Founder Henry Tourner Asher, an unassuming, dependable supporter of Negro youth, equal rights, higher education and religious affairs and son of a Baptist Minister, was born in Owensboro, Kentucky, on June 30, 1890 and was the eldest of seven children.

He moved to Bloomington, Indiana, attended public schools and graduated from the Bloomington High School in 1910. He enrolled at Indiana University in 1910, where he received the degree of Bachelor of Arts in 1914. He became an instructor at Lincoln Institute at Jefferson City, Missouri from 1914-1915. In 1915, he enrolled in a graduate program at Wisconsin and subsequently at the University of Illinois, but transferred to the University of Minnesota, where he earned his MA degree in 1917. He received the degree of LL.B. at the Detroit College of Law in 1928. Asher subsequently married Celia Craig in 1936 and later met and married his second wife Bessie.

Asher served a year overseas in France during World War I and attained the rank of corporal. He was assigned to the 809th Pioneer Infantry unit of the U.S. Army. Upon completion of his service in 1919, he chose to give up a possible teaching career at Wilberforce University for one in real estate. He subsequently ended up in Detroit, where he decided to enter the postal service.

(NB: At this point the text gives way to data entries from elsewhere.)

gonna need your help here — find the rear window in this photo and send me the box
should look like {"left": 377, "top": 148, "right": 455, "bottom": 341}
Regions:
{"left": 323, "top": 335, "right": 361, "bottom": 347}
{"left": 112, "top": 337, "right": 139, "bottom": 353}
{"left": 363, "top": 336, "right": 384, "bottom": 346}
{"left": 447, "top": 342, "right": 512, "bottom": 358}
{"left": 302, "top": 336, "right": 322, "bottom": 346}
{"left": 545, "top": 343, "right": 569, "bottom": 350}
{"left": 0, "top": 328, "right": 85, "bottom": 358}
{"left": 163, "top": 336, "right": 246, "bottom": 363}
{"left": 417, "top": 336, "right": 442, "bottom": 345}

Asher, along with Founders Edmonds and Blakemore were the first three freshman initiates of the Alpha of Kappa Alpha Nu. Although not a charter member of the Detroit (MI) Alumni Chapter, he was among the first to affiliate with the chapter in 1920.

Asher was an active member of several organizations including the NAACP, the Elks and the Veterans of Foreign Wars. He spent the remainder of his life in Detroit, Michigan, where he died March 5, 1963. He is buried at Detroit Memorial Park (East) in Warren, Michigan.